Secara teoretis, bumi tempat kita berdiam sebenarnya tersusun oleh banyak lempengan tektonik yang aktif bergerak. Lempengan-lempengan tektonik ini kadang-kadang mengalami pertemuan satu lama lain (Gambar 1). Pertemuan dua lempengan tektonik aktif ini bisa menyebabkan terjadinya pergeseran, baik salah satu saja maupun semua lempengan yang bertemu. Dalam bahasa geologi, gejala ini disebut sebagai sesar geser. Pertemuan ini bisa juga menyebabkan bertumbukannya lempengan-lempengan aktif tersebut sehingga posisi salah satu lempengan tektonik berada di atas atau di bawah lempengen tektonik yang lain. Dalam bahasa geologi, peristiwa pertemuan kedua ini disebut dengan istilah sesar naik atau sesar turun.
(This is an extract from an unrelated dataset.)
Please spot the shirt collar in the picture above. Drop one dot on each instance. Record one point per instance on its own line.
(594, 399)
Gambar 1. Ilustrasi terjadinya sesar turun (gambar atas), sesar naik (gambar tengah), dan sesar geser (gambar bawah) [Sumber: http://images.yourdictionary.com/fault]
Untuk lebih jelasnya mari kita lihat Gambar 2 yang menunjukkan beberapa lempengan tektonik aktif yang mengelilingi Indonesia, yaitu lempeng Eurasia, lempeng Indian, lempeng Australia, lempeng Sunda, lempeng laut Filipina, lempeng Pasifik, dan lempeng Caroline. Keberadaan lempeng tektonik Eurasia telah membentuk kondisi ekstrem secara tektonik di bagian tenggara Indonesia.
Gambar 2. Lempengan-lempengan aktif (active plates) yang mengelilingi kepulauan Indonesia [Robert McCaffrey, 2009].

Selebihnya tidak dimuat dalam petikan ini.